What are the benefits?

“In most cases, natural deodorant means fewer chemicals and more natural ingredients,” says Dr Dev Patel, doctor in aesthetic and regenerative medicine and founder of CellDerma. “This is believed to create a happier and healthier underarm microbiome.”

“Most normal deodorants and antiperspirants contain aluminium salts that work to stop sweat by completely blocking skin pores,” says Melissa Christenson, chemist at Hume Supernatural. “Alternatively, modern, clean natural deodorants use alternate renewable, non-petrochemical ingredients to reduce odour.”

However, it’s worth noting that the word “natural” is primarily a marketing claim and the term is not regulated. “Compared to conventional deodorants, those that claim to be natural tend to contain fragrances, baking soda, and essential oils,” says consultant dermatologist Dr Mia Jing Gao. “Conventional deodorants contain ingredients that reduce sweating and are more effective at it. Natural deodorants, on the other hand, tend to soak up sweat and mask the odour.”

Who should avoid using natural deodorant?

“Individuals with sensitive skin or allergies to certain natural ingredients should avoid using natural deodorants,” says Mills. “As mentioned previously, those who require stronger odour control may find that they’re not as effective for their needs.”

“Those who suffer with excessive sweating, or hyperhidrosis for instance, are better to select a regular deodorant to control their symptoms as they will achieve a better and longer lasting result,” says Emma Coleman, aesthetic and dermatology RGN. “Natural products may also require repeat application throughout the day, which is something to bear in mind.”

Are there any side effects?

“Individuals with certain skin conditions or allergies should exercise caution and should consult their GP or a dermatologist before using natural deodorants,” says Gao. “Some users may experience skin irritation, especially if they have sensitive skin or are allergic to specific natural ingredients like baking soda or essential oils.”

“Your pores can be blocked by regular deodorant, so your body may sweat more for the first few weeks before adjusting to natural deodorant says,” Patel. “It takes time to adjust because our bodies are used to the harsher chemicals on our underarms.
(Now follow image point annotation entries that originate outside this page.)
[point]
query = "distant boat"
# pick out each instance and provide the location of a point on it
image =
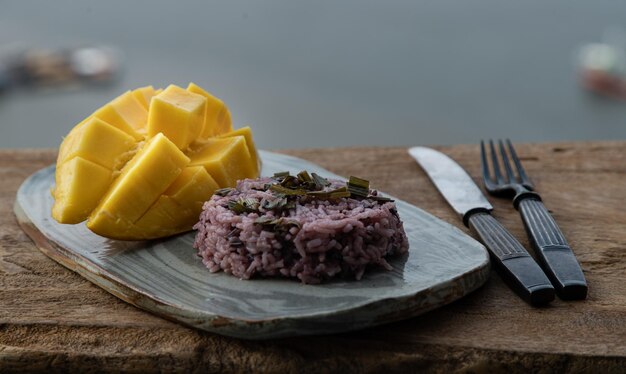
(603, 65)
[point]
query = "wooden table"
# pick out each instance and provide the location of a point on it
(51, 318)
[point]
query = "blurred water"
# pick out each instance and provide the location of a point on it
(328, 73)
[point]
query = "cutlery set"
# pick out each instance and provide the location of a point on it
(557, 271)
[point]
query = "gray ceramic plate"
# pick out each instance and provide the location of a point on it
(168, 279)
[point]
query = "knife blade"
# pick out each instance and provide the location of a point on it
(514, 264)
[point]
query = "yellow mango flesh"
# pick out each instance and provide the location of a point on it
(79, 186)
(226, 159)
(130, 181)
(178, 114)
(99, 142)
(141, 183)
(144, 95)
(125, 113)
(217, 119)
(246, 132)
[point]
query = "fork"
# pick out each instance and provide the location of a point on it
(554, 254)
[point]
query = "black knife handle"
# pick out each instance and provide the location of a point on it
(513, 262)
(554, 254)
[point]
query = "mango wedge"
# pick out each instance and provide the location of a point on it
(226, 159)
(217, 119)
(177, 113)
(80, 184)
(142, 166)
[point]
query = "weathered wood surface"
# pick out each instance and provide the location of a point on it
(52, 319)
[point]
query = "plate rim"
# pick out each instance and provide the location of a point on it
(197, 318)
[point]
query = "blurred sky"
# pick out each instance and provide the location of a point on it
(335, 73)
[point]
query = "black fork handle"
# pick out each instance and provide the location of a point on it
(513, 263)
(554, 254)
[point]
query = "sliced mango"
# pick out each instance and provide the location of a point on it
(246, 132)
(226, 159)
(99, 142)
(217, 120)
(144, 95)
(80, 184)
(139, 167)
(141, 183)
(178, 114)
(125, 113)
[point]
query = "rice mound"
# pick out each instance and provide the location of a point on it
(312, 240)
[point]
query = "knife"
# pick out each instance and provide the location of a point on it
(518, 269)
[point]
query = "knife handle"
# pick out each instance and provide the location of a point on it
(554, 254)
(513, 262)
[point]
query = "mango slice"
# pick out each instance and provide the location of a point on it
(80, 184)
(217, 119)
(141, 183)
(142, 166)
(246, 132)
(226, 159)
(125, 113)
(144, 95)
(99, 142)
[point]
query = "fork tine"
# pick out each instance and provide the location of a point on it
(518, 165)
(483, 160)
(494, 162)
(506, 162)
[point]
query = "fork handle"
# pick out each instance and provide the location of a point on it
(512, 261)
(554, 254)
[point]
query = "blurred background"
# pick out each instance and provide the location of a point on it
(329, 73)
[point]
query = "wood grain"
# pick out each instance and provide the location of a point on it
(52, 319)
(167, 278)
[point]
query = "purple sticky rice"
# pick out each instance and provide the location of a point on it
(315, 240)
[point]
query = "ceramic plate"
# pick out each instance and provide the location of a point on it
(167, 278)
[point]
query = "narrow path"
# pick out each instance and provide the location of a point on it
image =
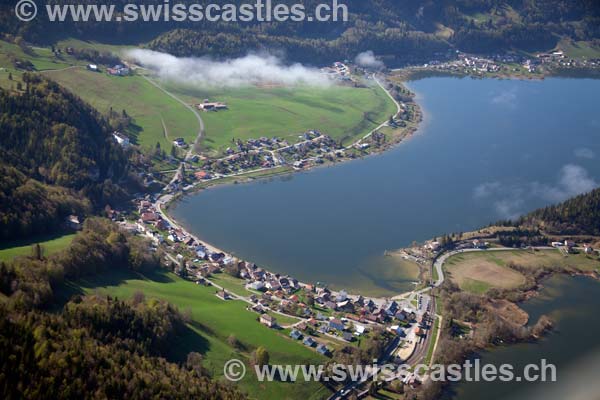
(165, 130)
(398, 109)
(189, 107)
(60, 69)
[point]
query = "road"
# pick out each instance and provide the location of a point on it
(189, 107)
(398, 109)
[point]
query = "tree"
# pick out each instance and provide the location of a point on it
(260, 357)
(233, 341)
(139, 297)
(37, 251)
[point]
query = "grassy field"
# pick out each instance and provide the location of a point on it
(283, 319)
(213, 320)
(231, 284)
(579, 49)
(50, 245)
(342, 112)
(479, 271)
(477, 274)
(146, 104)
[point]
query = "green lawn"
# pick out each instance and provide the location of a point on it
(433, 333)
(213, 321)
(342, 112)
(50, 244)
(579, 49)
(283, 319)
(231, 284)
(146, 104)
(42, 58)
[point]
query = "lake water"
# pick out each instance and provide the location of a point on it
(573, 347)
(487, 150)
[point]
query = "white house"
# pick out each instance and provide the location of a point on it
(121, 139)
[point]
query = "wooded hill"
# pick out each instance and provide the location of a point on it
(92, 347)
(399, 30)
(577, 216)
(57, 157)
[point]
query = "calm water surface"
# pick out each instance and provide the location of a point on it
(487, 150)
(573, 347)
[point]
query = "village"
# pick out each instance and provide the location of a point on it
(508, 64)
(316, 316)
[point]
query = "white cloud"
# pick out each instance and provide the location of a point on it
(252, 69)
(367, 59)
(509, 199)
(584, 152)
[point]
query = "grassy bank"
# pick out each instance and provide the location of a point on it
(477, 272)
(149, 107)
(50, 244)
(345, 113)
(213, 321)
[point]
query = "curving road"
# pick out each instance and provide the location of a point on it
(189, 107)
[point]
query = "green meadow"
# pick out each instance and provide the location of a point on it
(343, 112)
(213, 321)
(50, 244)
(147, 105)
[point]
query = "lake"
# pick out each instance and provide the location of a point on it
(573, 347)
(487, 150)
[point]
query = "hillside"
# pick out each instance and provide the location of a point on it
(57, 158)
(400, 31)
(577, 216)
(93, 347)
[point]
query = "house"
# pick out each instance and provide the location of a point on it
(345, 306)
(359, 329)
(121, 139)
(268, 320)
(479, 244)
(202, 175)
(223, 295)
(301, 326)
(391, 308)
(211, 106)
(72, 222)
(295, 334)
(256, 285)
(148, 217)
(161, 224)
(179, 142)
(342, 296)
(321, 348)
(336, 324)
(118, 70)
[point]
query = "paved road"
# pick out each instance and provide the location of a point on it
(398, 109)
(189, 107)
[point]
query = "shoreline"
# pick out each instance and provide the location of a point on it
(250, 176)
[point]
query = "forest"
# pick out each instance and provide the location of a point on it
(57, 158)
(92, 346)
(577, 216)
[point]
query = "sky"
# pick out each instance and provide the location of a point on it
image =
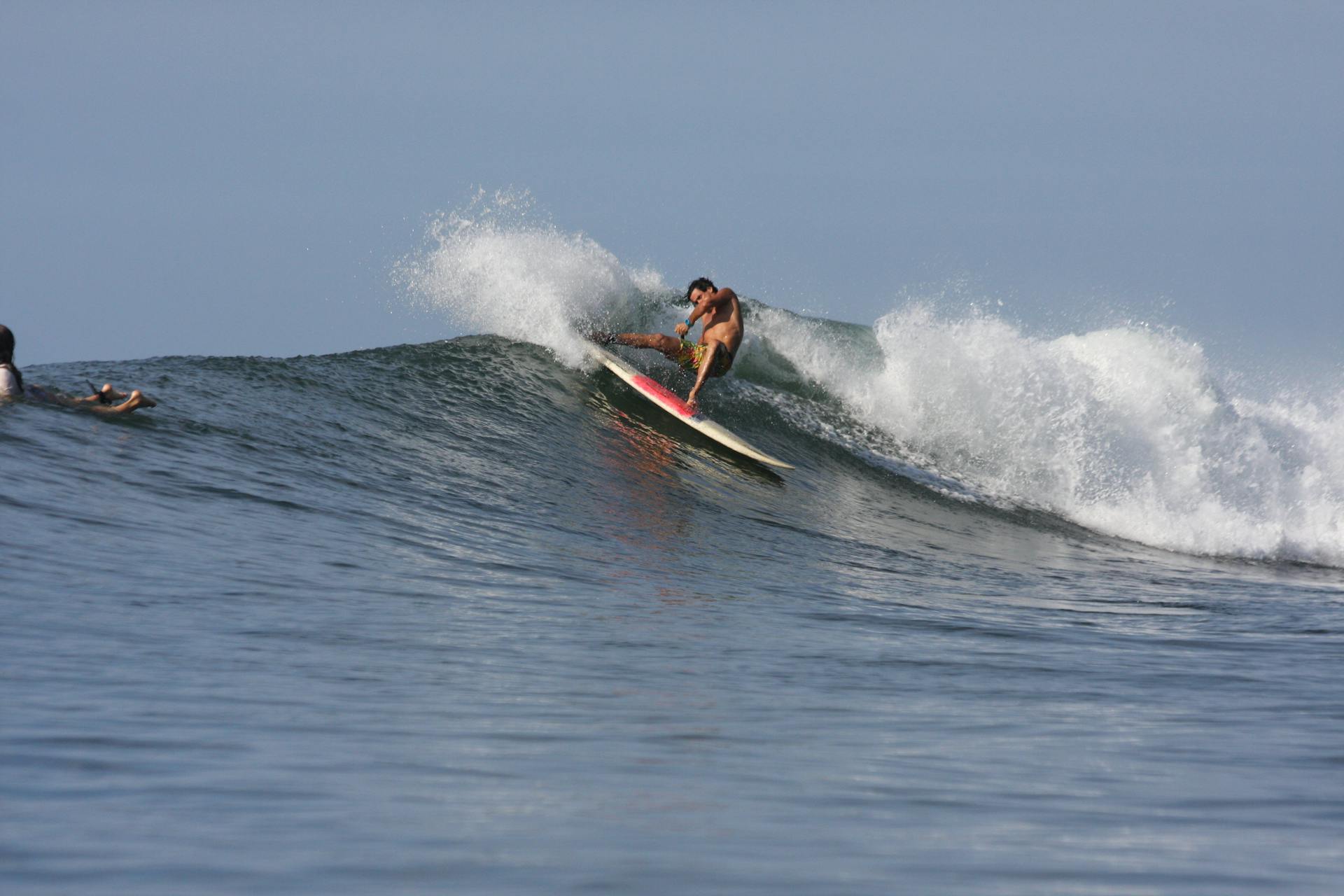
(241, 178)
After around seven days, your body should have adjusted to the change, but it could take a little more time for some. In reality, no natural product is likely to keep you as sweat free as a regular antiperspirant, but you may smell as good with natural ingredients.”
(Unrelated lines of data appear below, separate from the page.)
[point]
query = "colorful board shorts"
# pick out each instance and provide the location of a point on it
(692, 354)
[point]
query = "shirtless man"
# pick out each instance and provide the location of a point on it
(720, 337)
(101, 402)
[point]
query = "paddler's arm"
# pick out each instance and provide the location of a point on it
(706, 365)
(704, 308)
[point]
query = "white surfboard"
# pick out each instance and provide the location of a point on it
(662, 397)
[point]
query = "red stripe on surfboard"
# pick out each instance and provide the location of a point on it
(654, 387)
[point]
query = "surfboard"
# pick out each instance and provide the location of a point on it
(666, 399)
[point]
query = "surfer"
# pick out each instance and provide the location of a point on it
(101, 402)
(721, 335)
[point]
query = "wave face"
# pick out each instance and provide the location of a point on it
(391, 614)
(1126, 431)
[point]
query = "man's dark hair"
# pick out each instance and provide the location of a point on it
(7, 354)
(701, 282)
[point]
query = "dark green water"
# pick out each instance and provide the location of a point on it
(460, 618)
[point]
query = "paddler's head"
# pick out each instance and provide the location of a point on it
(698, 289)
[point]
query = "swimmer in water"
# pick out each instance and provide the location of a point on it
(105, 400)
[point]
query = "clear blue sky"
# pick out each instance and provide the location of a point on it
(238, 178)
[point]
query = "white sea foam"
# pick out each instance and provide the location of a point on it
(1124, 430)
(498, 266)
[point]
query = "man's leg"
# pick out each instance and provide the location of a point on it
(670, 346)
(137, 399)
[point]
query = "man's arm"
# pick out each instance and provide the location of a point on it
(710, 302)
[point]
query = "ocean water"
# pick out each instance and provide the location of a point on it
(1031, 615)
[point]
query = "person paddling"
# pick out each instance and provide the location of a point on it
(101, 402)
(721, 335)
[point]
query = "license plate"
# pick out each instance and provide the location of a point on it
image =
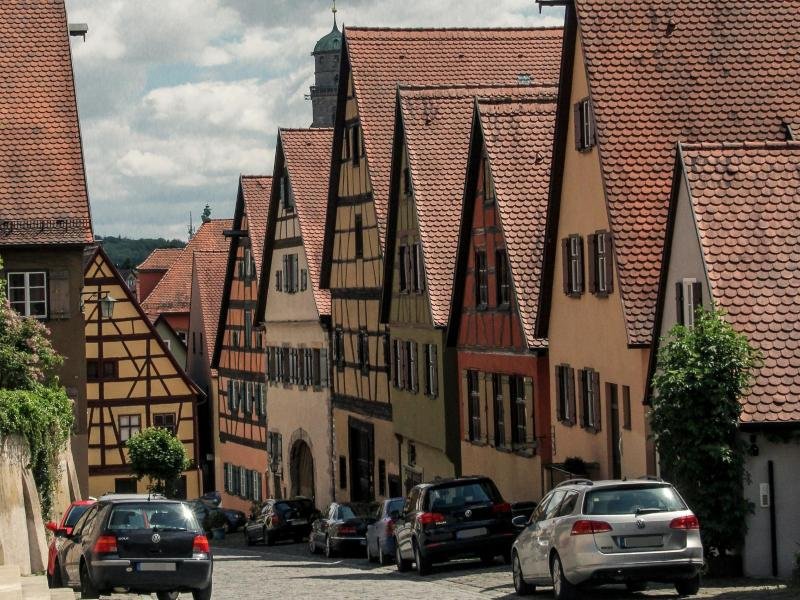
(470, 533)
(642, 541)
(155, 567)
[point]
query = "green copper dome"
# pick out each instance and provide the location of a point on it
(331, 42)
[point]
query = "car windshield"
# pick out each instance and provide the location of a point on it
(632, 500)
(75, 514)
(152, 515)
(462, 494)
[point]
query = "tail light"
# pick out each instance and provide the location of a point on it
(586, 527)
(430, 518)
(503, 507)
(200, 545)
(690, 522)
(106, 544)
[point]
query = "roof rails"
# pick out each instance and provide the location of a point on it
(576, 482)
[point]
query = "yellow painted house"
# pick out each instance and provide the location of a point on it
(133, 382)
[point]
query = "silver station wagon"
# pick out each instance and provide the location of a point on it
(589, 533)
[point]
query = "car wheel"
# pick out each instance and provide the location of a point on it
(403, 565)
(204, 594)
(522, 587)
(688, 587)
(423, 563)
(562, 588)
(87, 587)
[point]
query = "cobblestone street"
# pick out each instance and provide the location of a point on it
(287, 571)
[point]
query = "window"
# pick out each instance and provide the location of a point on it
(27, 293)
(474, 405)
(584, 125)
(498, 411)
(431, 370)
(626, 407)
(519, 410)
(481, 280)
(590, 399)
(572, 250)
(565, 378)
(359, 233)
(503, 278)
(601, 280)
(129, 425)
(688, 298)
(165, 421)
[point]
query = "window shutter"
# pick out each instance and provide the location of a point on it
(679, 302)
(595, 381)
(592, 243)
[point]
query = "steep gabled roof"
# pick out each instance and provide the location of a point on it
(435, 124)
(43, 197)
(382, 59)
(173, 294)
(663, 72)
(746, 198)
(160, 259)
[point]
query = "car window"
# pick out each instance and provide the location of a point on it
(553, 505)
(632, 499)
(568, 504)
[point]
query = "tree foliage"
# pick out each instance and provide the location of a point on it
(703, 372)
(158, 455)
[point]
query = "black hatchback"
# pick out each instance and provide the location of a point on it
(453, 518)
(137, 545)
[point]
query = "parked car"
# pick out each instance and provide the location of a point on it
(453, 518)
(343, 528)
(281, 520)
(60, 530)
(140, 546)
(380, 534)
(586, 533)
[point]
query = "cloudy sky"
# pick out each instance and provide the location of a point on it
(178, 97)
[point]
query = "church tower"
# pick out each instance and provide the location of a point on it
(326, 76)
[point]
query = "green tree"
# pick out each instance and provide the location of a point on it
(702, 374)
(158, 455)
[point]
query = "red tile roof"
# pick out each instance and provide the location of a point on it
(43, 197)
(209, 269)
(662, 72)
(256, 190)
(160, 259)
(173, 294)
(308, 157)
(437, 122)
(519, 143)
(382, 59)
(746, 199)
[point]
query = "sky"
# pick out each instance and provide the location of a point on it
(177, 98)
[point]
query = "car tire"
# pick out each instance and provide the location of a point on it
(403, 565)
(562, 588)
(423, 563)
(204, 594)
(688, 587)
(522, 587)
(87, 586)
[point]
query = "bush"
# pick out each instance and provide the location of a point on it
(158, 455)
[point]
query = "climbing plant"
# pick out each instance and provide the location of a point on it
(703, 372)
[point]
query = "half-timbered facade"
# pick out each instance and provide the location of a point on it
(132, 382)
(502, 365)
(241, 453)
(374, 62)
(296, 317)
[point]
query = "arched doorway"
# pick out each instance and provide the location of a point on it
(302, 470)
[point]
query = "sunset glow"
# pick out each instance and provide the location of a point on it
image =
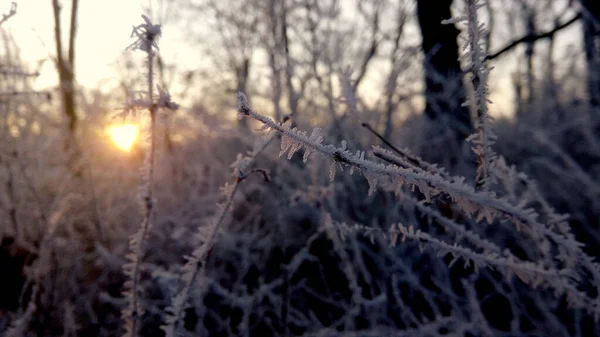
(124, 135)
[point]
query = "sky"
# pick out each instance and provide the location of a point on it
(103, 35)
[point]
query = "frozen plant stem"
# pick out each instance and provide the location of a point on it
(146, 34)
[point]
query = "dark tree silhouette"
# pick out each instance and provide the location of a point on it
(444, 91)
(591, 36)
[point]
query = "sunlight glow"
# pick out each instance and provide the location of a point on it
(124, 135)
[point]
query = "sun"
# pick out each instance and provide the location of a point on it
(124, 135)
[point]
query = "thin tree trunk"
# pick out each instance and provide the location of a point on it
(66, 67)
(444, 90)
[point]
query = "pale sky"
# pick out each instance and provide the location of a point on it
(104, 28)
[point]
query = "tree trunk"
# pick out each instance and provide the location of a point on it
(444, 90)
(66, 66)
(591, 31)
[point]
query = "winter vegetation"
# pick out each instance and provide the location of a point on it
(379, 180)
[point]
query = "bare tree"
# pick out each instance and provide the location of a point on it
(591, 29)
(66, 64)
(444, 90)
What should you look for when buying natural deodorant?

“When you’re buying your first natural deodorant, be sure to check out the back of the pack,” says Coleman. “Try and look out for antibacterial ingredients such as tea tree and grapefruit and high concentration of baking soda and natural alcohols to preserve the product.”

“You should also consider the effectiveness of the product for your specific needs, whether it’s controlling odour or providing long-lasting protection,” says Bowes-Lyon. “Additionally, factor in your skin type and potential sensitivity, opting for formulations that align with your preferences. Finally, prioritise brands that focus on eco-friendly packaging if sustainability is a concern.”

Some brands are now developing products that have been especially formulated for other parts of your body. “These are unlike anything even in the clean deodorant category,” says Christenson. “The microbiome-approved formula is powered by antioxidant-rich plant oils plus anti-inflammatory plant extracts and prebiotics to nourish and sustain the skin barrier, while castor-oil derived zinc ricinoleate neutralises odours, not just under your arms, but also on your feet, down there, and everywhere.”